Race for Massachusetts governor in ’18 already drawing candidates

Setti Warren is considering a run for Massachusetts governor.

Setti Warren, who has all but formally announced his intention to run for governor by stepping down as mayor in Newton, said he’ll be making his decision very soon – perhaps this week – after he finalizes his last city budget.

There has been speculation Warren will announce Saturday.

“I wanted to get an opportunity to get around the commonwealth and really hear from people … from all different regions, cities and towns,” he said. “I have heard from people, and it is really clear that people are falling behind in the commonwealth, which is why I will be making an announcement very soon.”

With the gubernatorial election not until Nov. 6, 2018, the Cambridge Democratic City Committee has not endorsed a candidate, said Brian Corr, the committee’s chairman. “Setti Warren is one of a number of good possible candidates for the Democratic Party, and I think that from the perspective of people in Cambridge, having someone from Metro Boston is always appealing,” Corr said.  “For Cambridge in particular, we want a governor who respects the values of our community and the diversity of a city like Cambridge.”

While Corr credited Warren with a lot of municipal government experience that could be transferable to the state level, “at the same time, there are a lot of other people who look like they are jumping into the race.”

Jay Gonzalez, who served as budget chief for former Democratic Gov. Deval Patrick, declared for the race in January. Somerville Mayor Joseph Curtatone, Salem Mayor Kim Driscoll and Dan Wolf, a state senator from Cape Cod, have also been mentioned as possible candidates.

Eyeing the Republicans

Republican Gov. Charlie Baker is expected to run for reelection. He is considered immensely popular – he was rated the nation’s most popular governor in a Morning Consult poll released in September that gave him a 75 percent approval rating. Only 17 percent of respondents said they disapproved of his job performance.

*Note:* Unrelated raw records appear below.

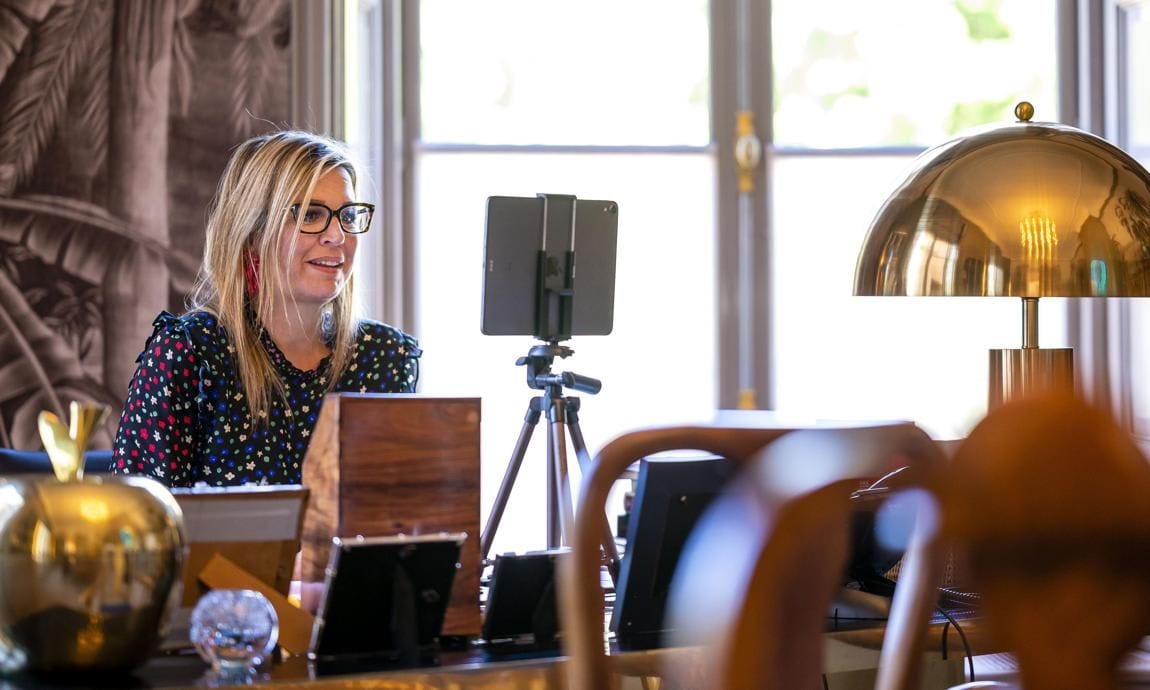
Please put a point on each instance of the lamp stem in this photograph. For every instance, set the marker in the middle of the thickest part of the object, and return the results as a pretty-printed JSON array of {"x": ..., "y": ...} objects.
[{"x": 1029, "y": 322}]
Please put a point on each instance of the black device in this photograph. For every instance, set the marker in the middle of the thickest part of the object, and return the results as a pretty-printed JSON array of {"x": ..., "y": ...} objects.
[
  {"x": 671, "y": 495},
  {"x": 521, "y": 599},
  {"x": 385, "y": 598},
  {"x": 549, "y": 267}
]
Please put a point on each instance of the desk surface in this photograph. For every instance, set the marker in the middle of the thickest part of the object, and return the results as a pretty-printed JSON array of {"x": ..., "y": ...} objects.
[{"x": 850, "y": 649}]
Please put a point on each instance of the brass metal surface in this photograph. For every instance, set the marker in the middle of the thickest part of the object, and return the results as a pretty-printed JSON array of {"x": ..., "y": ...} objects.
[
  {"x": 1027, "y": 370},
  {"x": 1021, "y": 209},
  {"x": 67, "y": 444},
  {"x": 86, "y": 568}
]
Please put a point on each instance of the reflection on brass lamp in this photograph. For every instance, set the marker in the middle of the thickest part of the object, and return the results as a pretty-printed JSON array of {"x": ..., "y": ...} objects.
[{"x": 1027, "y": 209}]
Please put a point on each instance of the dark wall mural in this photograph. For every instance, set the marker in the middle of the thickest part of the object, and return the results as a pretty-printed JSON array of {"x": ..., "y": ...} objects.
[{"x": 116, "y": 117}]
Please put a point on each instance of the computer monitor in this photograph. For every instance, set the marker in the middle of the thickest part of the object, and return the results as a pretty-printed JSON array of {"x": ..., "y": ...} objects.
[
  {"x": 385, "y": 598},
  {"x": 521, "y": 599},
  {"x": 549, "y": 267},
  {"x": 671, "y": 493}
]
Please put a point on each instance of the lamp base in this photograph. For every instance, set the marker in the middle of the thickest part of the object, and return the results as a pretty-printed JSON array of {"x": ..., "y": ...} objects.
[{"x": 1027, "y": 370}]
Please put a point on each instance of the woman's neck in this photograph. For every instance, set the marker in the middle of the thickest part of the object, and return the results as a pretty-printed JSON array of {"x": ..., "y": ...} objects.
[{"x": 298, "y": 337}]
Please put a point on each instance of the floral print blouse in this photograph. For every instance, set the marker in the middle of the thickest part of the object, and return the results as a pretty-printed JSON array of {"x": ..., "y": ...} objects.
[{"x": 186, "y": 420}]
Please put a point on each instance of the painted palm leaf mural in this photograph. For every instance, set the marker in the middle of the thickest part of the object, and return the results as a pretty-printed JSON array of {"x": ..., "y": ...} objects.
[{"x": 100, "y": 228}]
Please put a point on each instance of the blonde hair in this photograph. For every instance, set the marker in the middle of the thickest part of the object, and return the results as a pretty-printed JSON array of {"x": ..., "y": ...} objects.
[{"x": 263, "y": 178}]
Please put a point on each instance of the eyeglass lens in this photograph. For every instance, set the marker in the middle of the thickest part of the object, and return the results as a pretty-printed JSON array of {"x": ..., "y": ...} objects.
[{"x": 353, "y": 217}]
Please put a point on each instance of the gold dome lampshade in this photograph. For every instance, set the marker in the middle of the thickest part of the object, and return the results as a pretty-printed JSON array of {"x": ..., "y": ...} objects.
[{"x": 1027, "y": 209}]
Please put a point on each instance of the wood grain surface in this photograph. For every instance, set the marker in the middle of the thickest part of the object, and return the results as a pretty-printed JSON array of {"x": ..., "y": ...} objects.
[{"x": 383, "y": 465}]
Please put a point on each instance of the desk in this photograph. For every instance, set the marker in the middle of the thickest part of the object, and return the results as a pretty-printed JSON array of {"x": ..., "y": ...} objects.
[{"x": 850, "y": 659}]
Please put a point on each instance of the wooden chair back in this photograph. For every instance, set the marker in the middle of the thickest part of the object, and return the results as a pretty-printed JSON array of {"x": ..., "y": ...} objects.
[{"x": 822, "y": 465}]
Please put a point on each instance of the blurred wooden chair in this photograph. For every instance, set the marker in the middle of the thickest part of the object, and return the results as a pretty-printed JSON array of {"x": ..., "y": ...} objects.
[
  {"x": 1050, "y": 499},
  {"x": 790, "y": 507}
]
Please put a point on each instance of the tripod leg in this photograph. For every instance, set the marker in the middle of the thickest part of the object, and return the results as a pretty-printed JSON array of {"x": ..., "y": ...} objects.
[
  {"x": 516, "y": 459},
  {"x": 560, "y": 483},
  {"x": 610, "y": 551}
]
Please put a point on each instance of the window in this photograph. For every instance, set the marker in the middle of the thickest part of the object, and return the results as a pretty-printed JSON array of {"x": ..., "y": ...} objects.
[
  {"x": 858, "y": 94},
  {"x": 520, "y": 98}
]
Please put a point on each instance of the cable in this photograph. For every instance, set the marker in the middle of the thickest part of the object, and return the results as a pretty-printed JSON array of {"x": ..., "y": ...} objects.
[{"x": 961, "y": 635}]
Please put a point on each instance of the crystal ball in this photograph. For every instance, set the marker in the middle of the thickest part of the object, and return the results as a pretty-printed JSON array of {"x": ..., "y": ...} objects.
[{"x": 234, "y": 630}]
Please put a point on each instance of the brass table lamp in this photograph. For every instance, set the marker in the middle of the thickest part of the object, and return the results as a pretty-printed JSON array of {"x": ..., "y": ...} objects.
[{"x": 1027, "y": 209}]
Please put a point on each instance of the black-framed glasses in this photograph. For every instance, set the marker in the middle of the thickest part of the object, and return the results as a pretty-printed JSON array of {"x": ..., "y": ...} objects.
[{"x": 354, "y": 217}]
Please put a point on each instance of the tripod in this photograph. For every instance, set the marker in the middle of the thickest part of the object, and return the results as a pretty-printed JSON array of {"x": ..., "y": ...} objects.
[{"x": 562, "y": 411}]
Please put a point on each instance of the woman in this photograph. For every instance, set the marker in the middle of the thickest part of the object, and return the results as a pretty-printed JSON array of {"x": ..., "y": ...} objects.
[{"x": 229, "y": 392}]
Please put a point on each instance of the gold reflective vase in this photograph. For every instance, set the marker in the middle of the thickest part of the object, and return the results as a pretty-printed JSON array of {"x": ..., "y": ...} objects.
[
  {"x": 89, "y": 567},
  {"x": 86, "y": 570}
]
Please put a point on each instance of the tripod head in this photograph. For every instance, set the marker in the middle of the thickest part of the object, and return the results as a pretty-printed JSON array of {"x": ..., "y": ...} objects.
[{"x": 538, "y": 362}]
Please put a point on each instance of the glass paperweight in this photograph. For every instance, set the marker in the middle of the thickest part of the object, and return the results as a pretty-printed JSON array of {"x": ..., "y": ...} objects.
[{"x": 234, "y": 630}]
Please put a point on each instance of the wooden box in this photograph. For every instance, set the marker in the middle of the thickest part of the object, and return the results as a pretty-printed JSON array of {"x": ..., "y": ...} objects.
[{"x": 382, "y": 465}]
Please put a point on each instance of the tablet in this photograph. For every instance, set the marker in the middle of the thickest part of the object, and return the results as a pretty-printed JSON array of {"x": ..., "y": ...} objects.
[
  {"x": 521, "y": 599},
  {"x": 385, "y": 597}
]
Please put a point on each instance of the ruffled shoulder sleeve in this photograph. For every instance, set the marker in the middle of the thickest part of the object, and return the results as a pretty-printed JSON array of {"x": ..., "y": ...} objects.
[
  {"x": 159, "y": 431},
  {"x": 386, "y": 360}
]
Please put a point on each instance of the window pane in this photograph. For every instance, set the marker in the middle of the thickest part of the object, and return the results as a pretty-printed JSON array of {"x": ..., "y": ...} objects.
[
  {"x": 597, "y": 71},
  {"x": 1137, "y": 82},
  {"x": 849, "y": 74},
  {"x": 658, "y": 366},
  {"x": 844, "y": 357}
]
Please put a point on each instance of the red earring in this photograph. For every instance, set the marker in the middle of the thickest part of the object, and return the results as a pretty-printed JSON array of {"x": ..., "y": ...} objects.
[{"x": 251, "y": 273}]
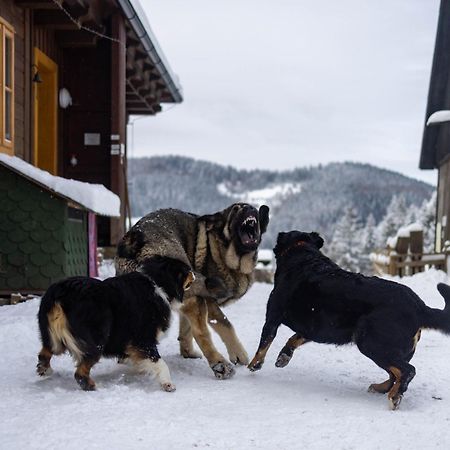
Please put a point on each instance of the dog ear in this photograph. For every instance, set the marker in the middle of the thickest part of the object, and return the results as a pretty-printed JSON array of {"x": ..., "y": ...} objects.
[
  {"x": 317, "y": 239},
  {"x": 213, "y": 221},
  {"x": 263, "y": 218}
]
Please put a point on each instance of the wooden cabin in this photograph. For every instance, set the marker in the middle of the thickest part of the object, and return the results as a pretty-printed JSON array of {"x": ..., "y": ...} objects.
[
  {"x": 71, "y": 73},
  {"x": 435, "y": 153},
  {"x": 47, "y": 227}
]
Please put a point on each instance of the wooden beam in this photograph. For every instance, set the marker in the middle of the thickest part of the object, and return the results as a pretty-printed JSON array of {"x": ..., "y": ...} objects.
[
  {"x": 54, "y": 19},
  {"x": 42, "y": 4},
  {"x": 80, "y": 38},
  {"x": 118, "y": 124}
]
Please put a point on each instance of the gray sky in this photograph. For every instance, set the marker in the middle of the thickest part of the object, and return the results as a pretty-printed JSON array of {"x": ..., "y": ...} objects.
[{"x": 280, "y": 84}]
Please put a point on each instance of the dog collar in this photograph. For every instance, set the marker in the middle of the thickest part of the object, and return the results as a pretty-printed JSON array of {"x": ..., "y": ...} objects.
[{"x": 297, "y": 244}]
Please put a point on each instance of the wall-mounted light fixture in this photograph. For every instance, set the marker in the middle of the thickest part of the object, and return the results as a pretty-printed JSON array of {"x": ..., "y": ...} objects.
[
  {"x": 36, "y": 77},
  {"x": 65, "y": 99}
]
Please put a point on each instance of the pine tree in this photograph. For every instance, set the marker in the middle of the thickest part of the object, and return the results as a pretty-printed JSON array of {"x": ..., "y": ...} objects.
[
  {"x": 345, "y": 248},
  {"x": 426, "y": 217},
  {"x": 368, "y": 244},
  {"x": 393, "y": 220}
]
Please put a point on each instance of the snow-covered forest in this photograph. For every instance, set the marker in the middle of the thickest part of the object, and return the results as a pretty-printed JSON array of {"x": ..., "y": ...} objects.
[
  {"x": 354, "y": 240},
  {"x": 355, "y": 207}
]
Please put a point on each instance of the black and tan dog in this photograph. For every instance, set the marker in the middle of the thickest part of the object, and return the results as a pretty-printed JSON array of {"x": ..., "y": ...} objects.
[
  {"x": 323, "y": 303},
  {"x": 122, "y": 316},
  {"x": 221, "y": 249}
]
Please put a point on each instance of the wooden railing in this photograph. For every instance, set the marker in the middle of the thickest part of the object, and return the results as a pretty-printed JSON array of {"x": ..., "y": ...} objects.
[{"x": 389, "y": 262}]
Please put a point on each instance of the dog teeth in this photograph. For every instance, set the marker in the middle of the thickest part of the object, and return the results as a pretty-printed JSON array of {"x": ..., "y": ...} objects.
[{"x": 249, "y": 219}]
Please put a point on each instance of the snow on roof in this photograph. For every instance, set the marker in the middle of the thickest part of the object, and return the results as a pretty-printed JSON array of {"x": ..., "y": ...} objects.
[
  {"x": 94, "y": 197},
  {"x": 439, "y": 117}
]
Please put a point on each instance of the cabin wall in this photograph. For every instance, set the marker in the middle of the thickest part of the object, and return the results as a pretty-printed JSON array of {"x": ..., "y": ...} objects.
[
  {"x": 86, "y": 124},
  {"x": 19, "y": 20}
]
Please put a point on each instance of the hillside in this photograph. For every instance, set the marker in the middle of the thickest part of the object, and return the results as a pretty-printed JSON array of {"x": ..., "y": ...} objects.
[{"x": 310, "y": 198}]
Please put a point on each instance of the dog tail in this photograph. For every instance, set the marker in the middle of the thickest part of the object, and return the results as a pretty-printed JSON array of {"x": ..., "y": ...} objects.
[{"x": 439, "y": 319}]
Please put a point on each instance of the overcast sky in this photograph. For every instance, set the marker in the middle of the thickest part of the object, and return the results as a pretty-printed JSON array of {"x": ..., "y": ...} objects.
[{"x": 280, "y": 84}]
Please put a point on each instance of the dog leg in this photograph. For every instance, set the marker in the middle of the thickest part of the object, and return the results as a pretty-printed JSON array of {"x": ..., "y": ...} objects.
[
  {"x": 403, "y": 374},
  {"x": 43, "y": 367},
  {"x": 196, "y": 311},
  {"x": 82, "y": 374},
  {"x": 267, "y": 336},
  {"x": 149, "y": 361},
  {"x": 223, "y": 327},
  {"x": 186, "y": 339},
  {"x": 288, "y": 350},
  {"x": 383, "y": 388}
]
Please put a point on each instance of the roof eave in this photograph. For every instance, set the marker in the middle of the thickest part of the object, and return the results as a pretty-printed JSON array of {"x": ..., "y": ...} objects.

Baker’s popularity is unlikely to be damaged by the spiraling presidency of Donald Trump, said Tufts University Politics Professor Deborah Schildkraut, because the moderate Republican “has done an excellent job of distancing himself from the president in every respect.”  The only thing that could decrease Baker’s approval ratings between now and the upcoming gubernatorial race, she says, are “the things that he might say.”

Maurice Cunningham, a lifelong Cambridge resident who teaches politics at the University of Massachusetts at Boston, said Setti’s likelihood of beating Baker is low because Baker has “protected himself well.”

“The Democrats don’t have a lot against Baker,” Cunningham said. Though, “if they tie Trump around his neck, he will drown.”

Across the aisle

Warren said he was unfazed by Baker’s popularity.

“It doesn’t affect me at all,” Warren said. “[From] talking to folks, I believe the issue of our time is economic inequality. I am hearing directly from residents the fact that they are working harder than they ever have and they cannot afford the basic costs of things like education, they cannot afford transportation and housing. And they are having real challenges with health care. These are real vital to giving people a foundation of economic opportunity.”

With those issues, Warren said, he’ll be able to reach out to Trump voters. Though in Cambridge, Trump and running mate Mike Pence won only 3,323 votes in the last presidential election, or 6.2 percent of the electorate, that was far lower than the statewide turnout for the Republican ticket – Trump won 36 percent of the vote to Hillary Clinton’s 61 percent.

“We have to push back against policies that go against our values – the Muslim ban, for example … and certainly the federalization of our police force,” Warren said. “At the same time, there are people in our communities who voted for President Trump that didn’t vote for him for those reasons. We have to reach out to those people and we have to speak directly to them to ensure that we have inclusive communities for all people.”